September of 2009 was Dan Brown week in the world of publishing. It had been six years since his mega-hit The Da Vinci Code. There was a lot of excitement about his new book, The Lost Symbol. Doubleday needed a huge hardcover bestseller in the midst of what’s been called “The Great Recession.” They got one.

The book had a first printing of 6.5 million and sold a million in hardcover and ebook the first day. It debuted at #1 on the NY Times list and stayed there for six weeks.

So why did it take Dan Brown six years to write it? He explained:

“The thing that happened to me and must happen to any writer who’s had success, is that I temporarily became very self-aware. Instead of writing and saying, ‘This is what the character does,’ you say, ‘Wait, millions of people are going to read this.’ It’s sort of like a tennis player who thinks too hard about a stroke—you’re temporarily crippled.”

What happened to Dan Brown on a mega level happens to most writers who publish more than one book. A lot of unpublished writers think things will be just swell once they’re published, and that they can produce book after book with nary a worry. (Insert here the usual jeremiad about AI-slop.)

For those who take writing seriously, who want to keep producing good work, the writing sometimes gets harder, not easier, as some would think. I’ve found this to be true for myself and for many of my published writer friends.

Why should this be? I think it’s because with each book, we know more about the craft and, consequently, where we fall short. We raise the bar because we hope to grow a readership. We want to keep pleasing them, surprising them, delighting them with plot twists, great characters, and a bit of stylistic flair. We keep pursuing that storied “next level.” That can bring on what I call “The Next-Book Willies.”

Dan Brown dealt with TNBW by hanging upside down in “gravity boots.” It seemed to “help me solve plot challenges by shifting my entire perspective.” But then: “My wife was very concerned that I would pull myself up into these gravity boots and not have the strength someday to get back down. I’d just be hanging there forever. So I now use an inversion table.”

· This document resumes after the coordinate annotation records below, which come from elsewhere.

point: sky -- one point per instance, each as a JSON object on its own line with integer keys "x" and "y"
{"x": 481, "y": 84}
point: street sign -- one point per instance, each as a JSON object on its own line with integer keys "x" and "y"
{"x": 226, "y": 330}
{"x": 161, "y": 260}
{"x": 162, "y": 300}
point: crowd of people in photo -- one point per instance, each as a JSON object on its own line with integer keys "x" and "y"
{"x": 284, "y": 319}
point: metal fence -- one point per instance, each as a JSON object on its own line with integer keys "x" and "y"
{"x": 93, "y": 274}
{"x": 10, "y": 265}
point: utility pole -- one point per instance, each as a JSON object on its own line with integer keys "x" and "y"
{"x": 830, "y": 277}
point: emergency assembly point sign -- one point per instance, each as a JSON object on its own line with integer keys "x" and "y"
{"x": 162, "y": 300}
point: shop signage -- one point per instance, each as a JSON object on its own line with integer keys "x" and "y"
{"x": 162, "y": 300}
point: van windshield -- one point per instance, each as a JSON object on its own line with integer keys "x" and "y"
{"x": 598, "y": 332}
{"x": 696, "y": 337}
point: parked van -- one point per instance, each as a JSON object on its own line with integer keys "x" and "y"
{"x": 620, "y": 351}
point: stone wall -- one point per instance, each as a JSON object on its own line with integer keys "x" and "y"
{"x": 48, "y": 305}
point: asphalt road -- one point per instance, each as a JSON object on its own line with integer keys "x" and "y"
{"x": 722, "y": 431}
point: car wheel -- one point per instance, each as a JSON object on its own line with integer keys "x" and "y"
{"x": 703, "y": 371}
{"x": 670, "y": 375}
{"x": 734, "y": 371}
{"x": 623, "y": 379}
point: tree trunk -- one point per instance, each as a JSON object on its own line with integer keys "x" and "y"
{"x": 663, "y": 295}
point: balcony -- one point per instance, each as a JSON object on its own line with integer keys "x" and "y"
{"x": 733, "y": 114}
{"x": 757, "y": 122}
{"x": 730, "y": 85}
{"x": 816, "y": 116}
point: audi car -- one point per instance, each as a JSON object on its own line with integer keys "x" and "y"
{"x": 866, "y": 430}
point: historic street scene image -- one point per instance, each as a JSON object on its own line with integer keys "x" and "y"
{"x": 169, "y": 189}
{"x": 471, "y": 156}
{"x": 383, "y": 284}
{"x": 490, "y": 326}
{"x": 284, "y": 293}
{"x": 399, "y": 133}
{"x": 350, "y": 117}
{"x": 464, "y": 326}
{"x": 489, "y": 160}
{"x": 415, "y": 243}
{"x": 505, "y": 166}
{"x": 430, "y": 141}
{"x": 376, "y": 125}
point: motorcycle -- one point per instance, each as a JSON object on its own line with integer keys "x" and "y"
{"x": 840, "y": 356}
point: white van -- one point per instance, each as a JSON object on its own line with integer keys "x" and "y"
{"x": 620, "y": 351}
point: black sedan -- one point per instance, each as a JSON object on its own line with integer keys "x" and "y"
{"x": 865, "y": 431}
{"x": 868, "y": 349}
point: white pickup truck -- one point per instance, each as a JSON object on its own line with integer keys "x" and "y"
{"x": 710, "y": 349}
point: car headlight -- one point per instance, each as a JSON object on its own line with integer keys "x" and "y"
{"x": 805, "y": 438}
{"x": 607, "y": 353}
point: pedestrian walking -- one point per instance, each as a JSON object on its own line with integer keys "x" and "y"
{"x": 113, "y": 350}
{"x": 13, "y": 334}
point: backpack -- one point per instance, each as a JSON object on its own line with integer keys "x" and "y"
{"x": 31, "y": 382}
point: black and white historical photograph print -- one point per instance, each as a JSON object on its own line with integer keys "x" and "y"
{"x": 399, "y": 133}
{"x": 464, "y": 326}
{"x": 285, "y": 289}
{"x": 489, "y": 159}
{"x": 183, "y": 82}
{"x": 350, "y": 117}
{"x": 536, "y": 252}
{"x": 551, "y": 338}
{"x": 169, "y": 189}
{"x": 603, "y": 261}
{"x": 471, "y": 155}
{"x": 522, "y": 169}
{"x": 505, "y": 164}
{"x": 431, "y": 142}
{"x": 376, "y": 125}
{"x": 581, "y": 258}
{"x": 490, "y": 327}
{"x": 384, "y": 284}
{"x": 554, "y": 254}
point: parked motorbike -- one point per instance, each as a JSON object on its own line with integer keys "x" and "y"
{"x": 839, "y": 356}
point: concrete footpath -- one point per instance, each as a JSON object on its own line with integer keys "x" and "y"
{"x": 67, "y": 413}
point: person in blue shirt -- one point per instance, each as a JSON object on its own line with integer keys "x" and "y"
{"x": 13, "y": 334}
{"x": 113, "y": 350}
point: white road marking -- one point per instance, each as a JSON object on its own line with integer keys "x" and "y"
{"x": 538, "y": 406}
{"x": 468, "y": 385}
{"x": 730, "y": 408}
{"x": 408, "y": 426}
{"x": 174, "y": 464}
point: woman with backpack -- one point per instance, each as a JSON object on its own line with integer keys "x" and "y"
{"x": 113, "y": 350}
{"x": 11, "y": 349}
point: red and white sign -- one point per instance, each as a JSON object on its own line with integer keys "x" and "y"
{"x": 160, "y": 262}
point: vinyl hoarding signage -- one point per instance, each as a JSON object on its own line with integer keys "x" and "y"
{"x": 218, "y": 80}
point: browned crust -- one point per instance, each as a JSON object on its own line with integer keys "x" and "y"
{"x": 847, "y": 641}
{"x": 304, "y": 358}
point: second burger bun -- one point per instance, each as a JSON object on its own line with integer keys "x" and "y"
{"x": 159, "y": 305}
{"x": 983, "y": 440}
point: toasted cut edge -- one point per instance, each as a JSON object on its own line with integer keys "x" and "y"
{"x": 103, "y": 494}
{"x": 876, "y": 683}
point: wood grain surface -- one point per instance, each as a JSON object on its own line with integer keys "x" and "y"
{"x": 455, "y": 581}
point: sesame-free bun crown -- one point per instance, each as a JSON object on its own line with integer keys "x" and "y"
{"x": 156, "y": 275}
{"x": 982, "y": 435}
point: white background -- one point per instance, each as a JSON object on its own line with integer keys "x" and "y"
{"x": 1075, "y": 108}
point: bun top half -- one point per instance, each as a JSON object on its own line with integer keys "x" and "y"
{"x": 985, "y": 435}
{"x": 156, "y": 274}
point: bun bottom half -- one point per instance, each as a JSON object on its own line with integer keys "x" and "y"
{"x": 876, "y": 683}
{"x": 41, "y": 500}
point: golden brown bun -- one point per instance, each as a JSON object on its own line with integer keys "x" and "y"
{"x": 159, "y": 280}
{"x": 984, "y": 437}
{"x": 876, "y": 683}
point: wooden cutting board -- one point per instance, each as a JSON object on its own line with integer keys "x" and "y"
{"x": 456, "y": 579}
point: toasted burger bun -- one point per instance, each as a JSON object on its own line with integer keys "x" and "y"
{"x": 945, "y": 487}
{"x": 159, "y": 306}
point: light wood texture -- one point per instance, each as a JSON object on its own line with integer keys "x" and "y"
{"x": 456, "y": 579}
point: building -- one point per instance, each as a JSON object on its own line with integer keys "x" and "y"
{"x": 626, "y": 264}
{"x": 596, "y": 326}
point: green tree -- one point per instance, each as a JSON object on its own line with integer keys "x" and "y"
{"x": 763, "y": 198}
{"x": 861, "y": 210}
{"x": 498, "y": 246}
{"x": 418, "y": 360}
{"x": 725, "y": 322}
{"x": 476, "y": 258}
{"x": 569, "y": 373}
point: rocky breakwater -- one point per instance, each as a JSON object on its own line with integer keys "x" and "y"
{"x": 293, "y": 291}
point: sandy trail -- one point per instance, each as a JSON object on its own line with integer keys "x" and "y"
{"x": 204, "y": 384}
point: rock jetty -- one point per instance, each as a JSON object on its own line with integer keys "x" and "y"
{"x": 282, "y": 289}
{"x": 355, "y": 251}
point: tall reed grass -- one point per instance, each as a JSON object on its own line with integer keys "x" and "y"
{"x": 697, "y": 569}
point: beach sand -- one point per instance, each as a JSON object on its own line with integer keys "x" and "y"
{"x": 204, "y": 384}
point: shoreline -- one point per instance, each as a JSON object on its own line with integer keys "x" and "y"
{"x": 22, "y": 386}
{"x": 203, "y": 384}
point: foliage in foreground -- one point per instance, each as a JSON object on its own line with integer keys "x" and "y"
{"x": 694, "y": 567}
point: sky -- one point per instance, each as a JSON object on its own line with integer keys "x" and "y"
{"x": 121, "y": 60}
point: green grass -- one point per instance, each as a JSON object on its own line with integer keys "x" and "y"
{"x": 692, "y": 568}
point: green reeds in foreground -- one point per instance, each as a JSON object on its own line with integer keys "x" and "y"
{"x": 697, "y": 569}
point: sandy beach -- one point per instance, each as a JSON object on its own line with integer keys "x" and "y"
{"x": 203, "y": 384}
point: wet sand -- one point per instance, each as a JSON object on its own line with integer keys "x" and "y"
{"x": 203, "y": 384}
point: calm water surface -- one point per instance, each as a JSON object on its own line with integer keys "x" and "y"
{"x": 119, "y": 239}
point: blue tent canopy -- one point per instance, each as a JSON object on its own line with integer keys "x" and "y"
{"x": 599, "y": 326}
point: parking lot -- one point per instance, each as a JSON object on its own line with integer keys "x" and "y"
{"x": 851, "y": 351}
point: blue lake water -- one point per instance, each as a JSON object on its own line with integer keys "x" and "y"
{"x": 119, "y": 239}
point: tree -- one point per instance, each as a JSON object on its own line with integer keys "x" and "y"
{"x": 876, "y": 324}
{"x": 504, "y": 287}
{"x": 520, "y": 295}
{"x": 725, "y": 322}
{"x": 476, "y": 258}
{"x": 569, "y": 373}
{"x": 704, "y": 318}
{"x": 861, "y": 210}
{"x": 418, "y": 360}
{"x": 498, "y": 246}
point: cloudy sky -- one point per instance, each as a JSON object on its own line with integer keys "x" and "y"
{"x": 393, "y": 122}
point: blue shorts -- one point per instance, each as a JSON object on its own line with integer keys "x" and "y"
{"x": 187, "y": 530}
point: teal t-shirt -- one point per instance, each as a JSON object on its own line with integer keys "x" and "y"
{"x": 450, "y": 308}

Other writers have similar quirks:

Roald Dahl at least wrote sitting down, but insisted on climbing into a sleeping bag before doing so. Truman Capote (In Cold Blood; Breakfast at Tiffany’s) supposedly wrote lying down, a coffee – then a sherry, then a martini – in one hand and a pencil in another….Philip Pullman can only write in ballpoint on lined A4 paper that has two holes in it (not four)….John Cheever, in a 1978 Newsweek essay, confessed that the publication of a definitive collection of his great short stories was “in no way eclipsed by the fact that a great many … were written in my underwear.”

Victor Hugo (Les Misérables) allegedly asked his valet to hide his clothes and wrote in the nude – or at least, on cold days, wrapped in a blanket – so he could not go outside.

Here are a few, er, more normal practices I would suggest, all of which I’ve employed. Not surprisingly, the first is, WRITE. Start a free-form journal and just go. Begin entries with “I remember . . .” or “I really hate…” or “I wish…” This is not work on your WIP. It’s giving permission to your brain to come out and play. When you are working on your WIP, consider starting each stint with a Sue Grafton-style novel journal.

RE-READ. Pull out a favorite novel and read parts of it at random, or even the whole thing. Don’t worry about feeling even worse because you think you can’t write like that author. You’re not supposed to. You never can. But guess what? They can’t write like you, either.

INCUBATE. For half an hour, think hard about your project, writing notes to yourself, asking questions. Back yourself into tight corners. Then put all that away for a day and do other stuff. Your Boys in the Basement will get to work and good things will start bubbling up. For an advanced session, try going 6 hours without phone, computer, tablet, or TV. (Think that’s easy these days? Just try it!) ! You can use a pen and paper if you like. I recommend doodling.

BLOOD TO BRAIN. If you want to try gravity boots, be my guest. What I do is lie on my back and put my legs up on a chair or bed, and then do some deep breathing and relaxing for 15-25 minutes. This is especially helpful to get through the afternoon blahs.

So what about you? Have you ever had the “next-book willies”? What do you do to overcome this, or other forms of writer’s block?